Lipsen n’avait aucune idée précise de ce dont elle parlait. Mais les mots du prétendu Kami semblèrent évoquer des souvenirs précis chez les Recycleurs. Certains d’entre eux esquissèrent un signe sacré pour se prévenir du malheur.
Le Zoraï termina sa cueillette et revint près de la tente.
- Voici quelques baies, Ô esprit de Ma-Duk.
La jeune Tryker réfléchit quelques instants. Elle se remémora la légende de Wiksie, et un autre conte, zoraï celui-là, évoquant la conversion du peuple de la jungle aux préceptes illusoires des Kamis.
- Ces fruits de la nature, partagez-vous, finit-elle par répondre. Ainsi par votre foi, ma faim sera apaisée.
Ces paroles semblèrent lever les derniers doutes des Recycleurs. Ils s’agenouillèrent et mangèrent les baies, tout en louant la sagesse du Kami. Lipsen remercia Jena. Son stratagème semblait fonctionner ! Il s’agissait maintenant d’éloigner les Zoraïs avant qu’ils ne deviennent trop curieux et ne demandent à voir le fameux esprit.
- Ce lieu vous devez quitter à présent. En cet endroit, seules les âmes affligées peuvent s’établir. Mort et tourment pour les vivants ! Partez, partez !
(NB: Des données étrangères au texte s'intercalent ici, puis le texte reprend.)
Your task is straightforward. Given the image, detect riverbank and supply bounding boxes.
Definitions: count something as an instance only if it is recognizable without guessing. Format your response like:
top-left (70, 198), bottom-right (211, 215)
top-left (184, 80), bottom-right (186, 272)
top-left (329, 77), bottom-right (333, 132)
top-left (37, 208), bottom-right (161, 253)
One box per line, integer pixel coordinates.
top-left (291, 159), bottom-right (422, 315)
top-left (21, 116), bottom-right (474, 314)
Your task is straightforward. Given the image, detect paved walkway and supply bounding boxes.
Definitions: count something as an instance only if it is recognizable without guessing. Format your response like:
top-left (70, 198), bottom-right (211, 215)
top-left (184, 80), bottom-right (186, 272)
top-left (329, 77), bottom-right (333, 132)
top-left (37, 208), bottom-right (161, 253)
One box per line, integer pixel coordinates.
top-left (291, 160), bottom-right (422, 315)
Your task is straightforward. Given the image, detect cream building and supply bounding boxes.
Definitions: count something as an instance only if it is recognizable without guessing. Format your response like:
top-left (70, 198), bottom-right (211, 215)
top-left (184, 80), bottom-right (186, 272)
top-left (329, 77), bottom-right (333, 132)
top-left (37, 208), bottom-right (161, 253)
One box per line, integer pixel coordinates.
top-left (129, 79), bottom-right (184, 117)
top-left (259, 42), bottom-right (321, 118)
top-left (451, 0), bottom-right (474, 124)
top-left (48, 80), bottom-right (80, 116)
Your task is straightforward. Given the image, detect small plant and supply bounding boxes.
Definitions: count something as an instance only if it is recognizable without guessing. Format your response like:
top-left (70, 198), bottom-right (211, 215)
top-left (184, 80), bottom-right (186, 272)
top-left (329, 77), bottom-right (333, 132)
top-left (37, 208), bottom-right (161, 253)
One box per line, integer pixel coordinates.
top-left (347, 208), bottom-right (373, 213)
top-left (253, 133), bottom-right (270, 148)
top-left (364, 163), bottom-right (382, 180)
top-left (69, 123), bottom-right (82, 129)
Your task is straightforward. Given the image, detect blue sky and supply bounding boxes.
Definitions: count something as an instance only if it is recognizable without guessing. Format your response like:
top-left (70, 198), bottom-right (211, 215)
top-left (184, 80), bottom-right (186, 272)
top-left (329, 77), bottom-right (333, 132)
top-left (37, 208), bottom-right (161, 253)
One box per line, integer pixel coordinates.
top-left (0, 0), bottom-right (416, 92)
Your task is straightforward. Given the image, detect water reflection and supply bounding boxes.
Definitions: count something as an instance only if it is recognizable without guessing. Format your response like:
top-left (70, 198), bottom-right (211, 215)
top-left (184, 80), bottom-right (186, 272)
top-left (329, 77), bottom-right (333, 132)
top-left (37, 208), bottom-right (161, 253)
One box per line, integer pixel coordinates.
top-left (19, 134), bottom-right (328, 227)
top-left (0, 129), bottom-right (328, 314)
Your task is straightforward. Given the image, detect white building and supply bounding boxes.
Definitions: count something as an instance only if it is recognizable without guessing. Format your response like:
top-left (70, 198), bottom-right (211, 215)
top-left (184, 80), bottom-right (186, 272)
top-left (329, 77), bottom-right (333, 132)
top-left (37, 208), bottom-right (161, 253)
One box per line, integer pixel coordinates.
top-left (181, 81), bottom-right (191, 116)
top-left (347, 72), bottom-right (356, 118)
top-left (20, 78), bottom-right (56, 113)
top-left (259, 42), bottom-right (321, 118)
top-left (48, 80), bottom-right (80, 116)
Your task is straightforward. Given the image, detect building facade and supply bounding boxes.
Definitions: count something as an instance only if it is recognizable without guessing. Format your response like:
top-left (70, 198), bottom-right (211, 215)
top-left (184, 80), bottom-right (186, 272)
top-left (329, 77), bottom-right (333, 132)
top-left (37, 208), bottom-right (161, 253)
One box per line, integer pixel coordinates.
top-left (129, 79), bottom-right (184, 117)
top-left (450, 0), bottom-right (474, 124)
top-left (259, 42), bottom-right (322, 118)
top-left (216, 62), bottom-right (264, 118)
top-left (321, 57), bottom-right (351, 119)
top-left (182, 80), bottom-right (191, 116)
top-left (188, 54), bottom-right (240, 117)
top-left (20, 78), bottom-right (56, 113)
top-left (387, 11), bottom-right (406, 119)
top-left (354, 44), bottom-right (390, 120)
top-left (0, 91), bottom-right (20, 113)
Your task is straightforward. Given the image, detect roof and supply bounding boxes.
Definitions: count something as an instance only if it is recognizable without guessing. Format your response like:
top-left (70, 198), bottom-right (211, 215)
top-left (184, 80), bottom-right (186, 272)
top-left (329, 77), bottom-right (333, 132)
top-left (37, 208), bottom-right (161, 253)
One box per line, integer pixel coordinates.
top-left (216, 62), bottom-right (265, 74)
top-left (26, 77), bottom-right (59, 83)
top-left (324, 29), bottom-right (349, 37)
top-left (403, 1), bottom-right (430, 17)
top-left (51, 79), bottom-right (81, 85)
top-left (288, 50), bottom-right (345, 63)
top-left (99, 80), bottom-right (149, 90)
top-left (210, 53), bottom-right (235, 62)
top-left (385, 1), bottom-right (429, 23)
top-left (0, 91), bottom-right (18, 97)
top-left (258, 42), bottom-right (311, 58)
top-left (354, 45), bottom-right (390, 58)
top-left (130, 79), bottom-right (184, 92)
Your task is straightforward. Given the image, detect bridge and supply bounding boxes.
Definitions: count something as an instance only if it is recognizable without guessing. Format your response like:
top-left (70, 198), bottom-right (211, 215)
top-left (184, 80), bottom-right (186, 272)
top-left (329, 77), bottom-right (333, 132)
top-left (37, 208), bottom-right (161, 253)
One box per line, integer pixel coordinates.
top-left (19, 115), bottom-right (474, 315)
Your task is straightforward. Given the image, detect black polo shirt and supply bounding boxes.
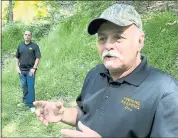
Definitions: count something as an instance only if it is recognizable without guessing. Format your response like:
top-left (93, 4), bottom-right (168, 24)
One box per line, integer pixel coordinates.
top-left (16, 42), bottom-right (41, 71)
top-left (77, 56), bottom-right (178, 137)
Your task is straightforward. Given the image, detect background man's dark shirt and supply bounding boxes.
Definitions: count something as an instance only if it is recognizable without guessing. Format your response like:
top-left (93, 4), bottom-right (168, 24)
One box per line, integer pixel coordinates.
top-left (16, 42), bottom-right (41, 71)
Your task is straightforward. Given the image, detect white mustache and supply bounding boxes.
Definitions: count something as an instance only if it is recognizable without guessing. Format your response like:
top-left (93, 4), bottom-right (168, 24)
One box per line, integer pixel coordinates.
top-left (102, 50), bottom-right (120, 60)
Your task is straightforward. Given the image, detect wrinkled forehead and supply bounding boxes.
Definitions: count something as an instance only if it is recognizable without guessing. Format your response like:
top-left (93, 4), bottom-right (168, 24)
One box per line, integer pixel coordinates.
top-left (97, 21), bottom-right (130, 35)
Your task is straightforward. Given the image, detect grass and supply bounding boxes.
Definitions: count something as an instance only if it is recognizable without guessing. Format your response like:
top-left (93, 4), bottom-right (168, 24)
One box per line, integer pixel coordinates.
top-left (2, 8), bottom-right (178, 137)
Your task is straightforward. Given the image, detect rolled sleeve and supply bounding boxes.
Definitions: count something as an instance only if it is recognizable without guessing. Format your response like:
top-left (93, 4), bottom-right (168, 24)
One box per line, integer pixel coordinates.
top-left (151, 92), bottom-right (178, 137)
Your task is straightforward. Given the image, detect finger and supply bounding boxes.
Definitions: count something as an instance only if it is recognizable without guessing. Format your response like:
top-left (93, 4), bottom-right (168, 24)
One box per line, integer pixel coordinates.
top-left (61, 129), bottom-right (83, 138)
top-left (78, 121), bottom-right (92, 132)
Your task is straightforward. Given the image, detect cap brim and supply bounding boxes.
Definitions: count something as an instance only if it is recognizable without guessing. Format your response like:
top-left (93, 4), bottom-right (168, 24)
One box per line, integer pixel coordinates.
top-left (88, 18), bottom-right (107, 35)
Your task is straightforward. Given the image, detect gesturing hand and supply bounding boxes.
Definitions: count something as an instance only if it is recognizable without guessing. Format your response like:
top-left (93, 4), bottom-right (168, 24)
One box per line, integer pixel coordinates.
top-left (61, 121), bottom-right (101, 138)
top-left (33, 101), bottom-right (64, 126)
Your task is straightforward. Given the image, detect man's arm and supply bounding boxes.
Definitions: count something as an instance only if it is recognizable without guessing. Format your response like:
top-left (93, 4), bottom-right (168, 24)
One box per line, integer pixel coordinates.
top-left (151, 92), bottom-right (178, 137)
top-left (16, 58), bottom-right (21, 73)
top-left (33, 58), bottom-right (40, 69)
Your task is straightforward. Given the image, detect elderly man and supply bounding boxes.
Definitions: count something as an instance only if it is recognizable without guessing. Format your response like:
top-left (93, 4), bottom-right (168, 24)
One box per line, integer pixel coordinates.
top-left (16, 31), bottom-right (41, 112)
top-left (34, 4), bottom-right (178, 137)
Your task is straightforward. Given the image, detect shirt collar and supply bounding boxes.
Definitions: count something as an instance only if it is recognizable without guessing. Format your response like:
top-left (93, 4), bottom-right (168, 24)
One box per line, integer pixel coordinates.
top-left (100, 55), bottom-right (150, 86)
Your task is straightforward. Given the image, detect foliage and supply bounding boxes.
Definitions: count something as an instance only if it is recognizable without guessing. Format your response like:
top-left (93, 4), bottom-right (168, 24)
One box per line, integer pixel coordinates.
top-left (2, 1), bottom-right (178, 137)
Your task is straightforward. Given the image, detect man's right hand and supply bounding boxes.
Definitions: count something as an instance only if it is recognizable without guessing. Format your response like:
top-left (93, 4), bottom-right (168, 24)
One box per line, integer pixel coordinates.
top-left (33, 101), bottom-right (64, 126)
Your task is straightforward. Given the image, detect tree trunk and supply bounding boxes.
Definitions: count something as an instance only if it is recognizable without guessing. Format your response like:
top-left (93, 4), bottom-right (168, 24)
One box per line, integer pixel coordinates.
top-left (9, 0), bottom-right (13, 23)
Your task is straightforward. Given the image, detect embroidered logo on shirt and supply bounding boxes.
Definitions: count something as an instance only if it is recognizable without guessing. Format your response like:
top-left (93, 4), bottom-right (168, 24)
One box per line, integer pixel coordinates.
top-left (29, 47), bottom-right (32, 50)
top-left (121, 97), bottom-right (140, 111)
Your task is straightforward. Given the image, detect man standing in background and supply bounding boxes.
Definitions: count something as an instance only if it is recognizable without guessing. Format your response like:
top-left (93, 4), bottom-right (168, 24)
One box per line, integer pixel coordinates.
top-left (16, 31), bottom-right (41, 112)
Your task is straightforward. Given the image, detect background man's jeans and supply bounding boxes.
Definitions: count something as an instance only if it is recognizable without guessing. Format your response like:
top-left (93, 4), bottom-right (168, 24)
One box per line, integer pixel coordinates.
top-left (19, 71), bottom-right (35, 108)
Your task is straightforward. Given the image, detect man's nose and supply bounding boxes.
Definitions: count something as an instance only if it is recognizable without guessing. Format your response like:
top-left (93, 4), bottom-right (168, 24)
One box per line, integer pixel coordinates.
top-left (104, 40), bottom-right (114, 51)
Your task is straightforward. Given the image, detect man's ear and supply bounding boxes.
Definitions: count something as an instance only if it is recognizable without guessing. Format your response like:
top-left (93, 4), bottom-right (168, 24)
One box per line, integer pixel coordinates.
top-left (138, 32), bottom-right (145, 52)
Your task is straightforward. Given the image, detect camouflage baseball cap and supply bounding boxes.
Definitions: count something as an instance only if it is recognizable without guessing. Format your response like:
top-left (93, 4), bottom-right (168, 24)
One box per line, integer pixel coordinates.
top-left (88, 4), bottom-right (142, 35)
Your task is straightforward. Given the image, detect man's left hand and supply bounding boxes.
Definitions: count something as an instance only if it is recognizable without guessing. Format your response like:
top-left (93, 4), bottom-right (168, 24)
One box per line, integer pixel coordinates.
top-left (61, 121), bottom-right (101, 138)
top-left (29, 68), bottom-right (36, 76)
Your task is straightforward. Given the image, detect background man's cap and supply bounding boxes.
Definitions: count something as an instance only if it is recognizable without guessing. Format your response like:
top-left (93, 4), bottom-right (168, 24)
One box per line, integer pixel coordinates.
top-left (88, 4), bottom-right (142, 35)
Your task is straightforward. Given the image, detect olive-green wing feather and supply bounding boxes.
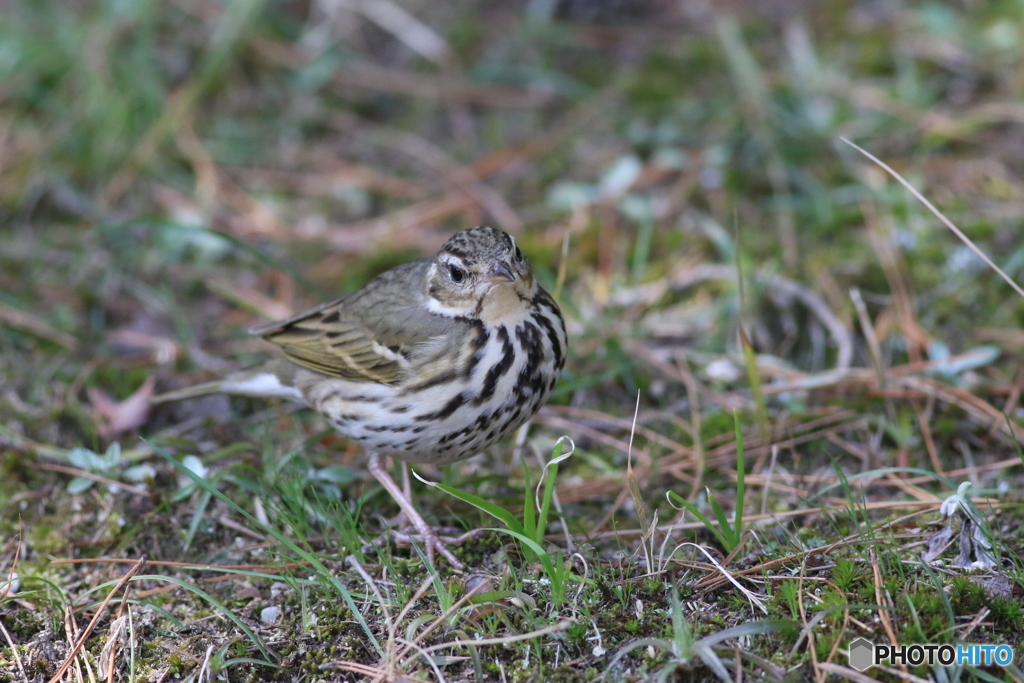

Les homins se relevèrent puis rassemblèrent leurs affaires en silence. Ils jetèrent un dernier coup d’oeil à la tente et à son mystérieux occupant. Des gouttes de pluie se mirent à tomber, s’écrasant sur les masques blancs pour tracer des larmes sur ces visages impassibles. Un éclair illumina le camp abandonné. Comme obéissant à ce signe de la colère des Kamis, les Recycleurs disparurent dans la forêt.
Lipsen poussa un soupir de soulagement puis éclata de rire. Elle avait réussi à duper les ennemis de la Kuilde ! Mais mieux valait partir d’ici. S’esclaffant toujours en pensant au bon tour qu’elle avait joué, elle revêtit rapidement son armure, ajusta son sac de chasse et saisit son boomer. Elle souleva prudemment le rideau de cuir masquant l’entrée de la yourte. Les Zoraïs semblaient bel et bien partis. Lipsen sortit sous l’orage. Elle scruta les alentours, puis se mit en route vers le nord. Elle devait prévenir Mithus Xalon d’une alliance possible de ses ennemis.
Après avoir gravi une petite colline, elle se retourna pour contempler le campement désert. Son regard s’arrêta sur la silhouette des tentes qui ruisselaient de pluie.
Lipsen sourit à nouveau. Elle venait d’avoir une idée.